Our experiences from gender education indicate that, parallel to the importance of good examples to discuss and reflect on, it is crucial to create a climate for dialogue where students feel permitted to disclose ideas and attitudes, including such ideas as are not "politically correct" in a specific context. If problematic ideas and reactions are not disclosed, the students' chances to catch sight of their own attitudes and values, and to discuss them, will be small and as a result the education will have less impact. On the other hand, when a student realizes that her/his own, or other students' or staff members', values and preconceptions might lead to problems for patients, then s/he usually becomes curious and interested.

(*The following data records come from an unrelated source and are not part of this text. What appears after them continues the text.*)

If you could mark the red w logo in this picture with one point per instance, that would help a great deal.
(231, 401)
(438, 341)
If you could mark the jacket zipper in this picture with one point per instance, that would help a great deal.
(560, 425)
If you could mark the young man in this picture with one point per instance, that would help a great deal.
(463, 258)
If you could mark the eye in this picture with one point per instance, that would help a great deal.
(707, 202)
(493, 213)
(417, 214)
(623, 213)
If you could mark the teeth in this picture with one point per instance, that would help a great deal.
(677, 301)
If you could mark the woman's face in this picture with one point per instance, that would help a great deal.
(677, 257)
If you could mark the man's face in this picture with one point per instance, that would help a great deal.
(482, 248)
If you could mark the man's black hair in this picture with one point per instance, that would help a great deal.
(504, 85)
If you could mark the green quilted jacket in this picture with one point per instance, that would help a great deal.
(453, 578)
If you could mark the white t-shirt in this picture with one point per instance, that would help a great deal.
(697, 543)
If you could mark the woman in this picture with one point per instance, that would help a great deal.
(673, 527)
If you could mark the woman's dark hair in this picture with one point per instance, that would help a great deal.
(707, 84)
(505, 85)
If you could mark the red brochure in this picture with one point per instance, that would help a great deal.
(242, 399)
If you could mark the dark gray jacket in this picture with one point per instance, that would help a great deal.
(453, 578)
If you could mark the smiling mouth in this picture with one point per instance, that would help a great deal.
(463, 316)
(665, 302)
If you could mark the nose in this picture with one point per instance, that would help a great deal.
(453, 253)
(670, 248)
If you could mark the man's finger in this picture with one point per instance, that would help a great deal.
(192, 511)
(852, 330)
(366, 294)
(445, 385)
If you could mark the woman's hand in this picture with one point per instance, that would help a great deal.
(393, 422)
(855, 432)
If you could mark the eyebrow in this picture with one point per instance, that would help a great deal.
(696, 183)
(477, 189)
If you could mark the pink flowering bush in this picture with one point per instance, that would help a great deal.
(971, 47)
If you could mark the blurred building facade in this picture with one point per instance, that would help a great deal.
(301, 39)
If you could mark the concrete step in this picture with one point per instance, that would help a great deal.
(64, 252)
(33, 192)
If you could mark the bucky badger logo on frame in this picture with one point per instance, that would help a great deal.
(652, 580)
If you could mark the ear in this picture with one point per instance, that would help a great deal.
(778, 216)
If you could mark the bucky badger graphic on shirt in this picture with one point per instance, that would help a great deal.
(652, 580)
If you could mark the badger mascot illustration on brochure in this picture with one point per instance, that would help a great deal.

Further research about the effects of gender perspectives in education on students' attitudes and behaviour need to focus the gender topics included as well as the education methods used.

Conclusions

This study shows that the Nijmegen Gender Awareness Scale in Medicine (N-GAMS) can be used for international comparisons of medical students' attitudes and values concerning gender.

There are differences between cultures as well as between men and women in gender awareness that need to be considered when implementing gender in medical education.

Based on these results we suggest that to arouse the medical students' interest in gender issues and make them aware of the significance of gender in medical work it is crucial that the examples used in discussions are trustworthy, relevant and challenging in the context of the specific country. Due to different levels of knowledge and different attitudes within the student population it is important not only with good examples to discuss and reflect on, but also to create a climate for dialogue where students feel permitted to disclose their ideas and attitudes in order to become aware of what these are as well as their possible consequences for their future profession.